I'm having trouble understanding the use of v8. It can be pretty much any bits as long as it has 1000 in the right spot? It strikes me as too minimal to be useful. I must be missing something

  • SigmundA 3 days ago

    The useful part is you can do anything you want with the other bits and have it still be a valid UUID.

  • yardstick 2 days ago

    Being able to do anything with the remaining bits is very useful.

    You can do any scheme that suits your individual features needs, and it will be a valid UUID still.

    This also means future schemes can be implemented right now without having to get a formal UUID version.

    You could use the first few bits to indicate production vs qa vs dev data.

    Or a subtle hint to what it might be for (eg is this UUID a product identifier or a user identifier or a post or a comment etc).

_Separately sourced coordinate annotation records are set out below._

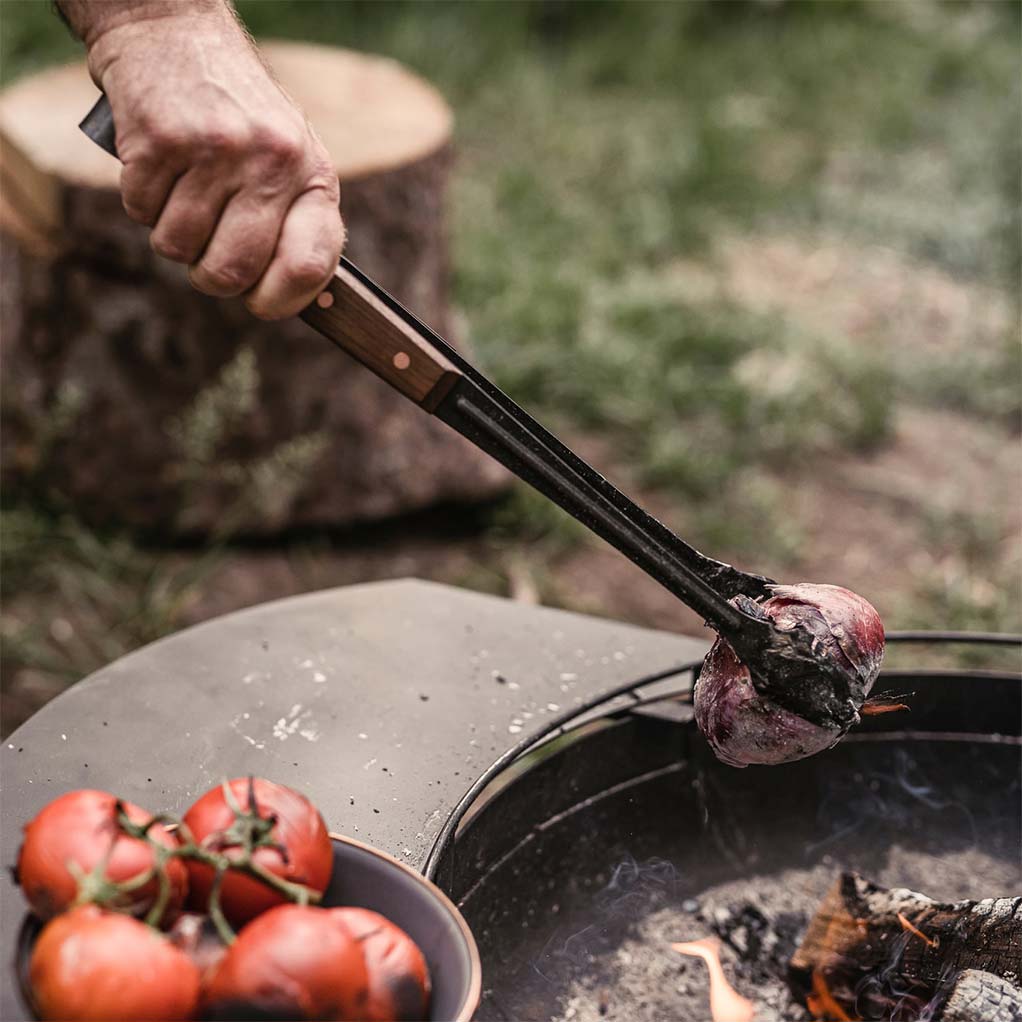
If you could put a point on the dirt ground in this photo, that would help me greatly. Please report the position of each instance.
(927, 526)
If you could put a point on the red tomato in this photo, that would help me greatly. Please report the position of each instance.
(399, 979)
(81, 827)
(94, 965)
(294, 962)
(299, 828)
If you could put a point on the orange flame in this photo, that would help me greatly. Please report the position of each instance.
(726, 1004)
(821, 1002)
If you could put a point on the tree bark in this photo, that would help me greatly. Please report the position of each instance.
(145, 404)
(891, 954)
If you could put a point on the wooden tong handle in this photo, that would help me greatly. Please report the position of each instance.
(358, 322)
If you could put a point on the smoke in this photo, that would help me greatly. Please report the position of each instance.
(886, 799)
(634, 889)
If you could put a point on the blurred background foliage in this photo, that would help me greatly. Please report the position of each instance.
(758, 260)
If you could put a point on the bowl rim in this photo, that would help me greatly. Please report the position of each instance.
(472, 997)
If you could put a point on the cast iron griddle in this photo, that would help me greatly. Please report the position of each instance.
(438, 682)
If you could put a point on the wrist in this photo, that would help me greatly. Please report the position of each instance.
(114, 25)
(92, 18)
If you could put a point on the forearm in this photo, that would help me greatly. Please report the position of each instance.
(91, 18)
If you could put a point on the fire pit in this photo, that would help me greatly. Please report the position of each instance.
(527, 760)
(620, 834)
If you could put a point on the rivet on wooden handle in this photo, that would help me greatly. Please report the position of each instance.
(358, 321)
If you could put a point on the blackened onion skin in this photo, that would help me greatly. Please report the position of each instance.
(743, 725)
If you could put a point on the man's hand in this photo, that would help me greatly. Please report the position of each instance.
(217, 159)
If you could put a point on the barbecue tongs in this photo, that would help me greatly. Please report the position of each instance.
(369, 324)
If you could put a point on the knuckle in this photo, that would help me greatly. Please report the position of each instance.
(163, 140)
(282, 148)
(169, 247)
(222, 140)
(226, 280)
(306, 270)
(137, 211)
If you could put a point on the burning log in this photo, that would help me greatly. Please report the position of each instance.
(891, 954)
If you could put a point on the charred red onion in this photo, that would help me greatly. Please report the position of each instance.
(745, 725)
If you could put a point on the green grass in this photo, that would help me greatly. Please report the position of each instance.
(604, 146)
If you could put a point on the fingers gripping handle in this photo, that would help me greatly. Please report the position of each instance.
(347, 312)
(98, 125)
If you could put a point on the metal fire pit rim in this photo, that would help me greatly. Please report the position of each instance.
(565, 722)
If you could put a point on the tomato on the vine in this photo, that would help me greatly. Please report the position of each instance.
(94, 966)
(399, 979)
(81, 827)
(300, 852)
(294, 962)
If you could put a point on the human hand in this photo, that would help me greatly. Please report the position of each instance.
(217, 158)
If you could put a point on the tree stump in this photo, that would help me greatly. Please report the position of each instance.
(144, 404)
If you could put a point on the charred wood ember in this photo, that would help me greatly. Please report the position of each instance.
(981, 996)
(874, 953)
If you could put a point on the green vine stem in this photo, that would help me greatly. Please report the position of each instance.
(248, 832)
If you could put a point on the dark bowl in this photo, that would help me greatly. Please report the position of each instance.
(367, 878)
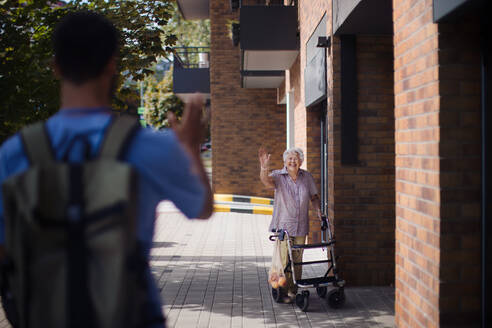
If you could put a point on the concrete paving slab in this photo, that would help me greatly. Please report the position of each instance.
(213, 273)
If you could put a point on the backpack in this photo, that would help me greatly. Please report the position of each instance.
(73, 259)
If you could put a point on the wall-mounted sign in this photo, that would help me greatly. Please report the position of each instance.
(315, 71)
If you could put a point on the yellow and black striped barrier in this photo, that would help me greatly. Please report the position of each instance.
(243, 204)
(242, 199)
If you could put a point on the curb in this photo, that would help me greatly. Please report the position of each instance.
(243, 199)
(254, 210)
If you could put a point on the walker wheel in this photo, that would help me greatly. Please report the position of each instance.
(321, 291)
(302, 300)
(336, 298)
(277, 295)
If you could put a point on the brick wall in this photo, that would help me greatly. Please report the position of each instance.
(459, 150)
(362, 205)
(417, 164)
(437, 86)
(308, 119)
(241, 119)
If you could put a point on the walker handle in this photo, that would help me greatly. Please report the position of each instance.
(324, 223)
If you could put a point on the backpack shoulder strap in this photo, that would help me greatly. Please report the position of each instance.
(37, 144)
(118, 136)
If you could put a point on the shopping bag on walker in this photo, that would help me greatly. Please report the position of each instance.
(276, 276)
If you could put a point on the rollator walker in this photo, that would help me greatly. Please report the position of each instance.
(336, 296)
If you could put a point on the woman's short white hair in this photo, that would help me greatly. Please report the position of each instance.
(295, 150)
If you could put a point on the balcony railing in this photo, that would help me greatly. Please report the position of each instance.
(191, 72)
(192, 57)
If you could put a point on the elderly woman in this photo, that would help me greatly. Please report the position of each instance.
(294, 189)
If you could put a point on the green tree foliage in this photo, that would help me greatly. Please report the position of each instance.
(159, 96)
(160, 99)
(28, 90)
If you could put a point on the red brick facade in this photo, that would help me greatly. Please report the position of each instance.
(241, 119)
(437, 110)
(362, 206)
(408, 213)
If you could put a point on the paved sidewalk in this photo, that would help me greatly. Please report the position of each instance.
(214, 273)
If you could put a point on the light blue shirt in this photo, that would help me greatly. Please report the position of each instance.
(163, 167)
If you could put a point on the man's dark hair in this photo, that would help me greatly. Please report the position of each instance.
(84, 42)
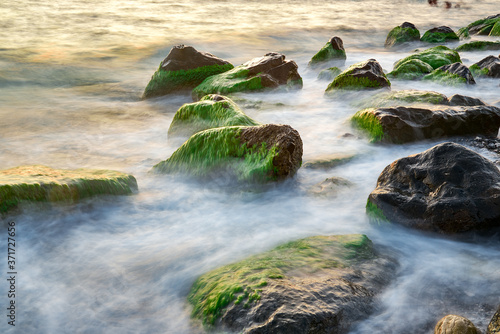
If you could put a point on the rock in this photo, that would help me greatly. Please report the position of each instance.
(405, 33)
(455, 324)
(489, 66)
(212, 111)
(447, 189)
(270, 71)
(461, 100)
(454, 74)
(364, 75)
(333, 51)
(248, 153)
(44, 184)
(321, 284)
(440, 34)
(479, 46)
(408, 124)
(182, 70)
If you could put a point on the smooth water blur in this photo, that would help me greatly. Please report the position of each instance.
(71, 77)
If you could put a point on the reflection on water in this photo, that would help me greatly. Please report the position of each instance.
(71, 75)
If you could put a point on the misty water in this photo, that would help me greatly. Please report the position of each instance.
(71, 77)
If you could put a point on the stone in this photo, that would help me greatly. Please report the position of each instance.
(248, 153)
(455, 324)
(403, 34)
(447, 189)
(364, 75)
(267, 72)
(407, 124)
(320, 284)
(183, 69)
(36, 183)
(212, 111)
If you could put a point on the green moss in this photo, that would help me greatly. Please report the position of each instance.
(241, 282)
(207, 114)
(44, 184)
(368, 122)
(167, 82)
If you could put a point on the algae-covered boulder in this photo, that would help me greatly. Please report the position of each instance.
(447, 189)
(455, 324)
(408, 124)
(44, 184)
(212, 111)
(489, 66)
(333, 51)
(363, 75)
(405, 33)
(453, 74)
(270, 71)
(321, 284)
(440, 34)
(183, 69)
(249, 153)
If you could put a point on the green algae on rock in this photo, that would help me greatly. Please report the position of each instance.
(252, 153)
(212, 111)
(44, 184)
(270, 71)
(183, 69)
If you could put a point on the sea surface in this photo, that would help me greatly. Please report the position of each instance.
(71, 77)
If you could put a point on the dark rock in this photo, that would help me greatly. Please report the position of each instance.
(447, 189)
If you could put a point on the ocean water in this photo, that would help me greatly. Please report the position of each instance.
(71, 77)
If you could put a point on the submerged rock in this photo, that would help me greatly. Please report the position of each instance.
(333, 51)
(183, 69)
(447, 189)
(408, 124)
(44, 184)
(455, 324)
(212, 111)
(321, 284)
(270, 71)
(405, 33)
(250, 153)
(363, 75)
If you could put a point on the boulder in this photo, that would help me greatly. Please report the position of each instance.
(270, 71)
(405, 33)
(364, 75)
(408, 124)
(333, 51)
(182, 70)
(321, 284)
(212, 111)
(455, 324)
(489, 66)
(44, 184)
(440, 34)
(453, 74)
(447, 189)
(248, 153)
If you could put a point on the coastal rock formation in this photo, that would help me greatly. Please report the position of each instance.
(183, 69)
(405, 33)
(212, 111)
(333, 51)
(364, 75)
(447, 189)
(321, 284)
(270, 71)
(249, 153)
(408, 124)
(44, 184)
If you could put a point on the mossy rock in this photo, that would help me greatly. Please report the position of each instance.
(44, 184)
(258, 153)
(212, 111)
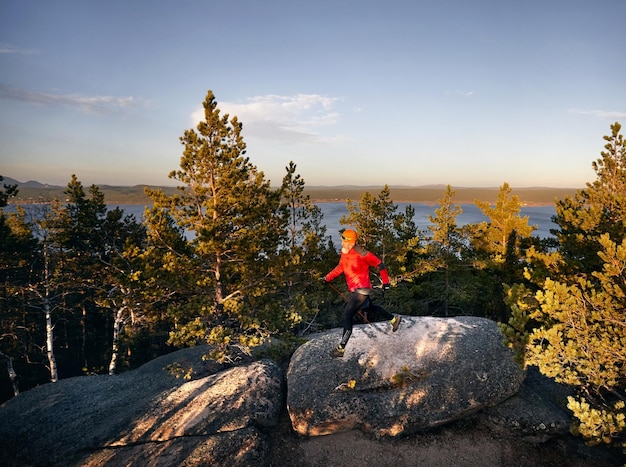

Similar to how AWS etc prefix IDs with their type.

    • edflsafoiewq 2 days ago

      But it kind of defeats the purpose of encoding which of a fixed set of generation methods you are using in the ID, which is presumably to avoid having to check that none of the O(N^2) pair-wise combinations of N methods produce collisions.

SturgeonsLaw 5 days ago

[flagged]

  • lukev 3 days ago

    The cool thing about the various verions of UUID is that they're all compatible. The differences almost all come down to database locality (and therefore performance.)

    The exception is if you're extracting the time portion of a time-based UUID and using it for purposes other than as a unique key, but in my experience this is typically considered bad practice and time is usually stored in a separate column for cases where it matters for business purposes.

  • ktm5j 3 days ago

    Well, technically this is all about different versions of the same standard.

  • paulddraper 2 days ago

    But no one ever said UUID v_ replaces all the others.

    They aren't "versions" so much as variants.

  • refulgentis 3 days ago

    It's not necessarily that its dismissive, more so that its that a fuzzy pattern-matching comment, thats incorrect, and just a wordless link. Trivial to make, nontrivial to respond to: "Funny", in the way in-group cultural references usually are - responding means you're taking it too seriously. Yet, incorrect enough that'll misinform anyone who isn't diligently reading the full article and understands historical context. Noise thats likely to generate noise. Trolling, just missing active intent to derail.